Ma fu solo con la nascita di sua figlia che M.C. trovò la motivazione necessaria per allontanarsi definitivamente dal mondo criminale. La nuova responsabilità di padre, e la consapevolezza dell’importanza della famiglia, cambiarono la sua prospettiva di vita. Dopo un periodo di detenzione a Carinola, uscì nel 2019 e si trasferì all’estero con sua moglie incinta. Per sette mesi lavorò in un ristorante in Lussemburgo, un’esperienza che lo fece sentire vulnerabile, ma anche incredibilmente motivato. Al suo ritorno in Italia, nonostante la vergogna di chi aveva vissuto di crimini e ora si trovava a fare un lavoro umile, trovò la forza di andare avanti.
Oggi, M.C. vive una vita normale, lontano dai reati che un tempo gli garantivano guadagni anche di 10.000 euro al mese. Tuttavia, il senso di soddisfazione che prova è molto più grande: lavora, si sente finalmente libero, e vede il lavoro come un atto di coraggio molto più grande di qualsiasi attività criminale. Ora che ha chiuso i conti con la giustizia, grazie all’aiuto dell’avvocata Mariangela Covelli, M.C. ha un messaggio chiaro per i ragazzi che, come lui un tempo, rischiano di perdersi nella spirale della violenza: "Basta con le armi e l’illegalità. Trovatevi un lavoro".
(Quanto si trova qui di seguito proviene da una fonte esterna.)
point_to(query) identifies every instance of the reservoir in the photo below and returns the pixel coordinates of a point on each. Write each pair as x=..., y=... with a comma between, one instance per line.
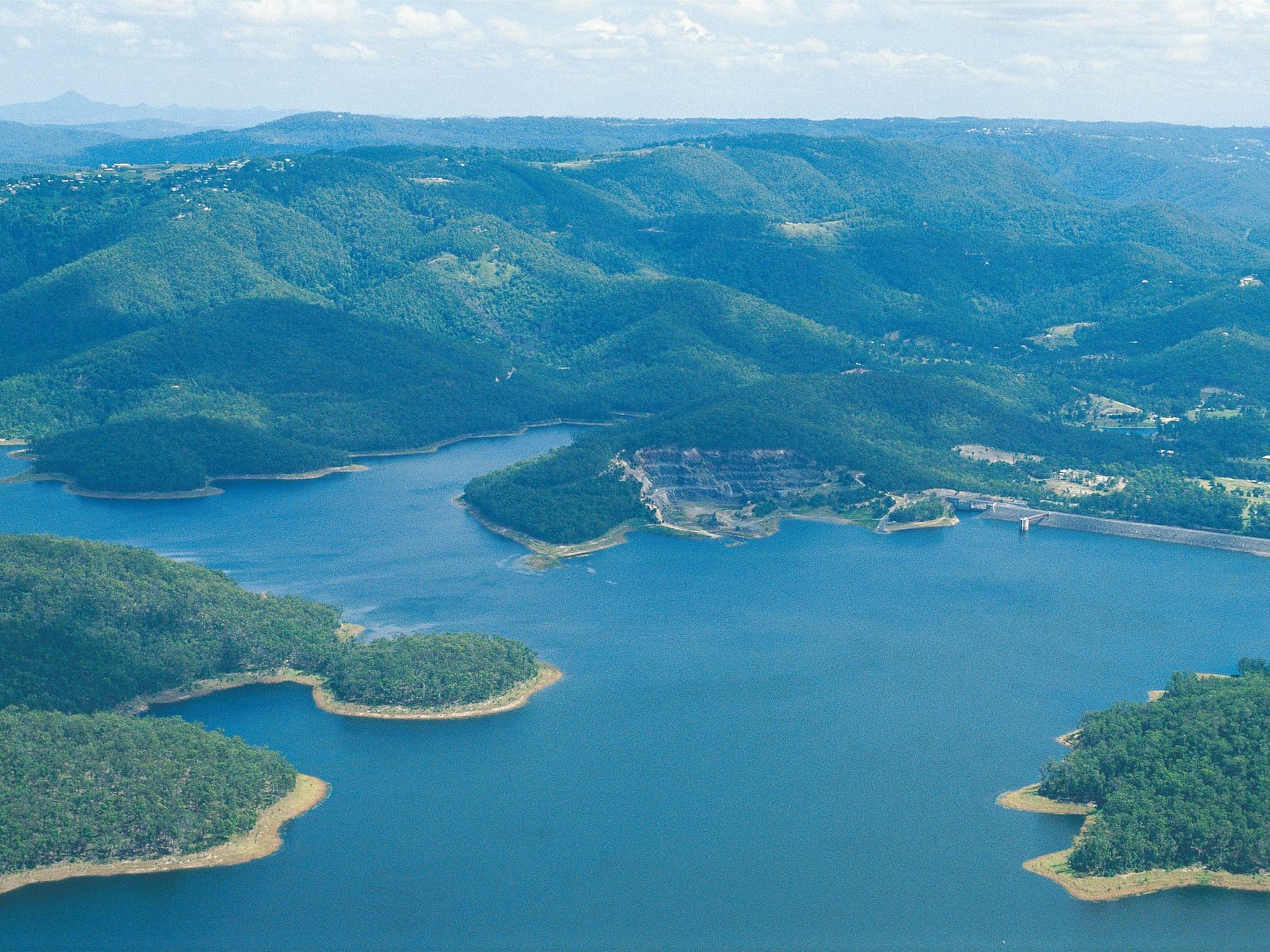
x=789, y=744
Secondo lui, oggi molti ragazzi portano una pistola in tasca come simbolo di forza e rispetto, ma questa è solo un’illusione, una convinzione pericolosa che non porta a nulla di buono. La vera forza, afferma, è la famiglia, l’unico sostegno che può davvero aiutare a costruire una vita dignitosa e sicura. La sua esperienza dimostra che, nonostante il carcere possa offrire delle opportunità, il cambiamento vero dipende solo dalla volontà della persona e dalla presenza di una rete di supporto che possa accompagnare i detenuti verso una nuova vita.
M.C. critica anche il sistema carcerario, evidenziando come le istituzioni non facciano abbastanza per favorire il reinserimento dei detenuti. Afferma che solo chi ha vissuto l’esperienza della detenzione può capire quanto sia difficile trovare la forza per ripartire. Il carcere, pur offrendo delle possibilità, non è in grado di trasformare una persona senza un supporto adeguato e, soprattutto, senza la volontà del detenuto stesso. È grazie al lavoro e alla famiglia che M.C. ha trovato la strada per una vita normale, una scelta che, nonostante i sacrifici e le difficoltà, gli ha restituito la dignità e la serenità che un tempo gli sembravano irraggiungibili.